Index | Thread | Search

From:
Stefan Sperling <stsp@stsp.name>
Subject:
ice(4) TSO support
To:
tech@openbsd.org
Date:
Tue, 17 Jun 2025 11:16:58 +0200

Download raw body.

Thread
The patch below adds TSO (TCP Segmentation Offload) support to ice(4).
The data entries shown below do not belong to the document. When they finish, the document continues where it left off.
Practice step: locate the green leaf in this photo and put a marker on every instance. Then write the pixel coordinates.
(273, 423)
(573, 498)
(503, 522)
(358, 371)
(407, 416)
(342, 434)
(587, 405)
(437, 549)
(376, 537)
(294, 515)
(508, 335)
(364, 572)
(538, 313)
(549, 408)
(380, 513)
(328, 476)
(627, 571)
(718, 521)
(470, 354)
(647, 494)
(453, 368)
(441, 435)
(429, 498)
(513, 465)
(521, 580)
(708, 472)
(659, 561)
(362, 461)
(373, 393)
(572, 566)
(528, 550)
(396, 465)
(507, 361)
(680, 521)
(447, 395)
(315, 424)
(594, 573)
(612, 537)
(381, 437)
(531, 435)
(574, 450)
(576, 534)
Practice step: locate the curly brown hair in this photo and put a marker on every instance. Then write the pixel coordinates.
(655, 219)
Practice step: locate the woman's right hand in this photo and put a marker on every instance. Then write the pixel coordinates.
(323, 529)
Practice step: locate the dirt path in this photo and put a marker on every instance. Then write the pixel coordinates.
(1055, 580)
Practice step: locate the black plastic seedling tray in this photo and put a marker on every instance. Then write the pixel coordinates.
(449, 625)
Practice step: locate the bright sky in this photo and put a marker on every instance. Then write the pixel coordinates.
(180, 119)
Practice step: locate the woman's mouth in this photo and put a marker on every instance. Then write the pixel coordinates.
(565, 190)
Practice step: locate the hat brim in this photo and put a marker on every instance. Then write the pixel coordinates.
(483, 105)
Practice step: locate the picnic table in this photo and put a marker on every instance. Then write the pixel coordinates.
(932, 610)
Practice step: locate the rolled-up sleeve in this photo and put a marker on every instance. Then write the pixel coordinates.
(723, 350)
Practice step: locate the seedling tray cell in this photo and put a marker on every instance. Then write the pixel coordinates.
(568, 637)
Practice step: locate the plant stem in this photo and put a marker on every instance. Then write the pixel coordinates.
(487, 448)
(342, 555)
TSO has been tested both with and without ice-ddp firmware loaded.
On my test device TSO works in both cases.

# ifconfig ice0 mtu 9710

$ iperf -c 192.168.99.1 --mss 512 

[  1] local 192.168.99.2 port 20750 connected with 192.168.99.1 port 5001
[ ID] Interval       Transfer     Bandwidth
[  1] 0.00-10.02 sec  11.5 GBytes  9.89 Gbits/sec

$ iperf -c 2001:db8::1 --mss 512 

[  1] local 2001:db8:: port 11682 connected with 2001:db8::1 port 5001
[ ID] Interval       Transfer     Bandwidth
[  1] 0.00-10.02 sec  11.5 GBytes  9.84 Gbits/sec

(This 25Gb E810 device is connected to a 10Gb switch.)

$ netstat -s | grep TSO
                0 output TSO large packets chopped in software
                5434855 output TSO large packets to device
                13327052 output TSO generated packets sent to network
                0 bad TSO packets dropped

The known limitation of ixl(4) where packets spanning more than 8 DMA
segments cannot be processed by the device also affects ice(4).
ice(4) will drop such packets rather than passing them to hardware.
This avoids the following error after which the device becomes non-functional:

  ice0: Malicious Driver Detection Tx Descriptor check event 'Packet too small or too big' on Tx queue 0 PF# 0 VF# 0
  ice_request_stack_reinit: not implemented

As far as i know, a general fix to make the forwarding path deal with
this limitation is still in progress.
Disabling TSO on routers seems to be a good idea in general anyway.


ok?

M  sys/dev/pci/if_ice.c  |  168+  22-

1 file changed, 168 insertions(+), 22 deletions(-)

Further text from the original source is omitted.